Speaking of switching things up, every change of season change your strength training routine. Try a new class or swap out some or all of your exercises for new ones. Your muscles adapt after a time. To keep them strong, and you from getting bored, you need variety. Just be sure to continue strength training 2 days per week for 45 minutes. If you love strength training, you can up it to 3 days per week.
Do women over 50 really work out this hard? All the time! There are women over 50 everywhere enjoying life and having fun, doing things more easily than others half their age.
This fitness over 50 program outline gives you the general guidelines for how to go about getting in shape after 50. The most important thing about becoming fit and active for life is realizing you're in control. Make it your own by choosing types of fitness you enjoy and are able to participate in. Progress in ways that feel right to you. Not everyone wants to reach the highest level and that's fine. It's your life, it's your choice.
What exercises would you enjoy doing with others?
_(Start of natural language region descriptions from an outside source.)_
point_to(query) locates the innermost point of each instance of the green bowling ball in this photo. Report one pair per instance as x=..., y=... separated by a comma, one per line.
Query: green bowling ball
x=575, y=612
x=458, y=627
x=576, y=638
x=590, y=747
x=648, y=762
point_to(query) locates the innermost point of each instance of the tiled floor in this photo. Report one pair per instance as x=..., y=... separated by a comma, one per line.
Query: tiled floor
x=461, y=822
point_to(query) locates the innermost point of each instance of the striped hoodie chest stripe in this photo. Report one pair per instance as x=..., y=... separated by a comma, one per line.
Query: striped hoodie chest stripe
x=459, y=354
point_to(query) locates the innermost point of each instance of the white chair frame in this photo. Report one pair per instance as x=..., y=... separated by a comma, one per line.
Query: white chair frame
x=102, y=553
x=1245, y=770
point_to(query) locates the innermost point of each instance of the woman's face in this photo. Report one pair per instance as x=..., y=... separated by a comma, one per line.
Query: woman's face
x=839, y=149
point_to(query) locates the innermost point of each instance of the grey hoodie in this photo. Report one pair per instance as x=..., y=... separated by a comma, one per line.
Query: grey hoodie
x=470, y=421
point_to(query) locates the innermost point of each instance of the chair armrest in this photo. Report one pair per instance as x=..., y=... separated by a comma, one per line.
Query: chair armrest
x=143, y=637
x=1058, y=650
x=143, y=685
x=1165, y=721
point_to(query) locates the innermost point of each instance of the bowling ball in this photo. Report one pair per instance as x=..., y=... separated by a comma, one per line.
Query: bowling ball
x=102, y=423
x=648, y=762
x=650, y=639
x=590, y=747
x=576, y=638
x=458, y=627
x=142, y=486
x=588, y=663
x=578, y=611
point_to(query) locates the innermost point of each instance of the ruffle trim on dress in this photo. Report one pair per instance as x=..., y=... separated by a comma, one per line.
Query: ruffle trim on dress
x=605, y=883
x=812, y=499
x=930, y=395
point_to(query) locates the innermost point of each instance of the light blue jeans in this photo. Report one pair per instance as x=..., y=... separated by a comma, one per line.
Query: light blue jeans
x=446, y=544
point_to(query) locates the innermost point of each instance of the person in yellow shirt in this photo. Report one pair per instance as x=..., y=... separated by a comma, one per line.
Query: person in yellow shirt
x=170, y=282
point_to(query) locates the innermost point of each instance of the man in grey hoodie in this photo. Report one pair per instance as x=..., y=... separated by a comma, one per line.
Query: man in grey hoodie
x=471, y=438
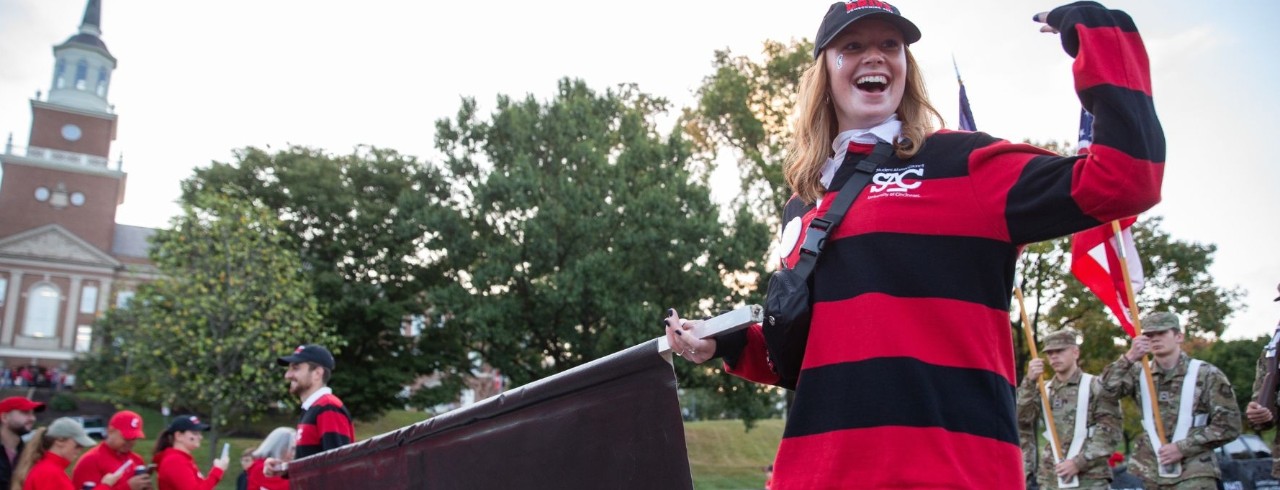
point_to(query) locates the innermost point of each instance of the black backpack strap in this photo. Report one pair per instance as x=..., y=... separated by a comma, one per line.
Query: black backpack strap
x=816, y=237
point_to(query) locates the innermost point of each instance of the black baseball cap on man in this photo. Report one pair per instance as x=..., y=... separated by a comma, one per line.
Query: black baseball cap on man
x=309, y=353
x=844, y=13
x=186, y=424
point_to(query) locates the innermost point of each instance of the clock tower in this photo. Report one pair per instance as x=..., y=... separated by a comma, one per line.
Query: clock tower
x=64, y=174
x=63, y=257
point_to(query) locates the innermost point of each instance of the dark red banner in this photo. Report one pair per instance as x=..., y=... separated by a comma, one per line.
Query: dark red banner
x=609, y=424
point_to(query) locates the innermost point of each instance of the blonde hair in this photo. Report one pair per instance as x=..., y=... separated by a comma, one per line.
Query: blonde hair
x=816, y=126
x=31, y=454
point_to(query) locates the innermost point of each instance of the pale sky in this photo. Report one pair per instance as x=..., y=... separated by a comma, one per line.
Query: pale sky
x=197, y=79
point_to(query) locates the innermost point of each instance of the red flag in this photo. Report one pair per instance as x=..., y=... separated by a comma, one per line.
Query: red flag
x=1096, y=262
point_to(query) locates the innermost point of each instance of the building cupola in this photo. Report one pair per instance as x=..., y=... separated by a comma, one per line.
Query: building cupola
x=83, y=67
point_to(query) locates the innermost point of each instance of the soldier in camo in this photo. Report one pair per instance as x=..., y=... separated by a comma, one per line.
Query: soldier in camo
x=1101, y=424
x=1214, y=421
x=1261, y=417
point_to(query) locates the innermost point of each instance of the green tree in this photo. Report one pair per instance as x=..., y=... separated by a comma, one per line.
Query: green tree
x=744, y=108
x=579, y=225
x=357, y=224
x=1176, y=279
x=229, y=298
x=1238, y=361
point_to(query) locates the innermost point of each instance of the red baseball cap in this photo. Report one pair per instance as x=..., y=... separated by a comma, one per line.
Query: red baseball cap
x=22, y=403
x=129, y=424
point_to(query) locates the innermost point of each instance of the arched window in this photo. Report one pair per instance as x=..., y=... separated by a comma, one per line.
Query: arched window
x=101, y=81
x=41, y=317
x=81, y=74
x=58, y=73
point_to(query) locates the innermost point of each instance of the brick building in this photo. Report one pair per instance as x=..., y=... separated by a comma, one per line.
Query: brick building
x=63, y=257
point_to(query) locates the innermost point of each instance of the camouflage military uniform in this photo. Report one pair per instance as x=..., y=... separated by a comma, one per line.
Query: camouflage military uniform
x=1216, y=418
x=1257, y=387
x=1104, y=427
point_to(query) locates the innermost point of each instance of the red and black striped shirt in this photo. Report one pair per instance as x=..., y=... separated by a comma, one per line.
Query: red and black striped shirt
x=908, y=378
x=324, y=425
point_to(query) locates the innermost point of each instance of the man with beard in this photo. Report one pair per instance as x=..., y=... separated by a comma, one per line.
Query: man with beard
x=325, y=424
x=112, y=465
x=17, y=418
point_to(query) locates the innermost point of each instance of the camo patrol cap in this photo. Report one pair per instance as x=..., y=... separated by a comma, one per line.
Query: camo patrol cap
x=1061, y=339
x=1160, y=321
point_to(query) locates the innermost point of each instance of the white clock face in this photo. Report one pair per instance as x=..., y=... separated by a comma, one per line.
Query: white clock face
x=71, y=132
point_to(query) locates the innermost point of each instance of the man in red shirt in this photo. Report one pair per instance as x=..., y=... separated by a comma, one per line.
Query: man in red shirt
x=325, y=422
x=114, y=456
x=17, y=418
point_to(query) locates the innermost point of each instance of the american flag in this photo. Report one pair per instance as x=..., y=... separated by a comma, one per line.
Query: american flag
x=1097, y=252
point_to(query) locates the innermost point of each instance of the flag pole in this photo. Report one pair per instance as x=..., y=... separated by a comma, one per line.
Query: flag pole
x=1137, y=326
x=1040, y=381
x=956, y=68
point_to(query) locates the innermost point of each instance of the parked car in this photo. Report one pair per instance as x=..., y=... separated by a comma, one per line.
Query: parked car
x=94, y=425
x=1246, y=447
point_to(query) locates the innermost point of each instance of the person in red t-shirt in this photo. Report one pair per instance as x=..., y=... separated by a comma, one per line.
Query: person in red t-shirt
x=17, y=418
x=325, y=422
x=112, y=463
x=279, y=445
x=42, y=465
x=177, y=467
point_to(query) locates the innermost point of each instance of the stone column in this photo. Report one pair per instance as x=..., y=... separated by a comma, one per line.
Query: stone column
x=10, y=307
x=72, y=312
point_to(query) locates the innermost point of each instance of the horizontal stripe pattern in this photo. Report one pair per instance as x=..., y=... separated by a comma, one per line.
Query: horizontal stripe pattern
x=1040, y=205
x=1097, y=65
x=880, y=325
x=1125, y=119
x=976, y=270
x=896, y=457
x=903, y=392
x=1080, y=15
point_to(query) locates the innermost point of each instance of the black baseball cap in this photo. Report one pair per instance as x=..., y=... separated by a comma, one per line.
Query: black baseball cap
x=309, y=353
x=187, y=422
x=844, y=13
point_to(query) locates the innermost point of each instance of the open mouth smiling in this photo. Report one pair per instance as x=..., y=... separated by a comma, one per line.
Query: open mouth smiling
x=872, y=83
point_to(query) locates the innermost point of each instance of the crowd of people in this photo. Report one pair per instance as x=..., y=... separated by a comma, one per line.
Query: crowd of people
x=39, y=376
x=40, y=458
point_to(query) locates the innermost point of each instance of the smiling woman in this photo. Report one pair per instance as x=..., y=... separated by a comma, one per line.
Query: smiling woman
x=910, y=293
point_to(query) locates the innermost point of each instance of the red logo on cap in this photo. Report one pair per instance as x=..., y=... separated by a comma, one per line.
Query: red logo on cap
x=867, y=4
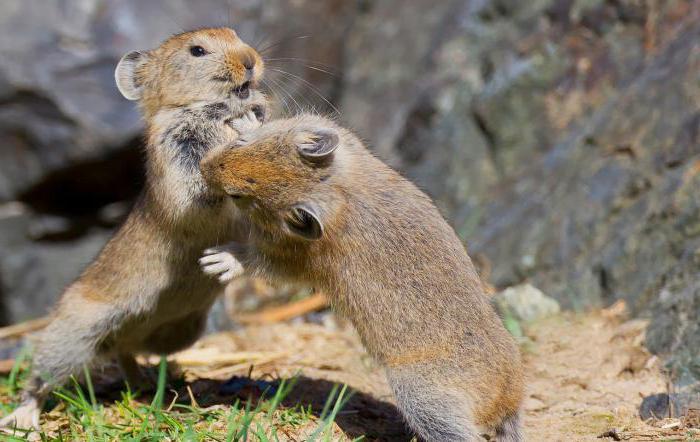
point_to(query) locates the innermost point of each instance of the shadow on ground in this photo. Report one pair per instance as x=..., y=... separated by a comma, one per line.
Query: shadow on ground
x=362, y=415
Having others join you makes the journey to fitness a lot more fun and helps you stay the course. If you need help to stay motivated, get it even if it means spending money for professional assistance.
How could you reward yourself along the way, while building your fitness over 50 program? Tracking your progress on a fitness log let's you see how your doing. It's shows you when you're kidding yourself and when you deserve a pat on the back for a job well done.
Please don't forget to stretch. A healthy body is both strong and flexible.
Whatever you do, engage in fitness over 50. Make it as natural a part of your life as brushing your teeth or washing your hair. There is no pill or diet that will give you anything even close to the health benefits and the quality of life, that being active will.